L’explication est peut-être dans ce commentaire de Joëlle Milquet, alors ministre de la Culture, évoquant « l’implication des administrateurs de la Fédération Wallonie-Bruxelles qui étaient plutôt passifs – et le mot est faible ». Ça, c’est dit. L’audit servira donc de séance de rattrapage.

Reconversion immobilière

Agathe faisait partie de la « task force », chargée au Manège, puis à la Fondation (puis un peu aux deux), des projets créatifs autour du numérique. « J’ai quitté le navire, écœurée, en février 2014. Au final, on n’en a pas vu grand-chose. L’équipe de programmation, c’étaient des directeurs par secteur, qui essayaient de tirer la couverture à eux. Très vite, la Fondation et le Manège, c’était devenu chou vert et vert chou. J’ai fini par devoir remplir de fausses fiches de prestations de l’équipe de com à rendre à l’Union européenne, pour justifier l’utilisation des fonds. Il y avait des enveloppes à utiliser : on achetait un véhicule, mais on n’avait pas de matériel à mettre dedans. La manière de faire n’a jamais été tournée vers le local, vers la programmation. » À force de vouloir briller, Mons 2015 a ébloui les administrateurs du Manège et de la Fondation qui n’ont pas vu que leur structure virait à l’agence immobilière, avec des tas de bâtiments à sa disposition, sans possibilité d’y mettre une programmation culturelle aboutie.
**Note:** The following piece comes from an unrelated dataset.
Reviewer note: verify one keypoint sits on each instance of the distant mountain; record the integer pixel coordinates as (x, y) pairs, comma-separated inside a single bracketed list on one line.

L’Alhambra, un club de 350 places consacré aux musiques électroniques en face de l’hôtel de ville, ferme ses portes en juin 2016. Elle sera normalement rendue à ses propriétaires privés. La Ville, via le Manège.Mons, n’était que le locataire des lieux. Le lieu a pourtant bénéficié d’un lifting complet avec, entre autres, une fresque monumentale de l’artiste de rue Bonom, une superbe pieuvre inquiétante installée au plafond. Elle devra bientôt se déventouser. « On a ouvert l’Alhambra en janvier 2014, uniquement dans la perspective de Mons 2015 », raconte Aline Maton, ancienne chef de service des productions de musiques actuelles au Manège, licenciée en mai 2014 – un licenciement qui vient d’être reconnu comme abusif par le tribunal du travail. « Il fallait absolument une salle pour les jeunes. On a tout mis dans les murs, rien dans la programmation. J’avais émis des réserves, on voyait que c’était un bateau ivre. Il vient de faire faillite. »

La pieuvre s’écrase

La pieuvre, c’est un peu l’image du Manège. Tentaculaire. Pensant que « The sky’s the limit » et se fracassant la ventouse sur le plafond. Du coup, il faut couper dans les tentacules.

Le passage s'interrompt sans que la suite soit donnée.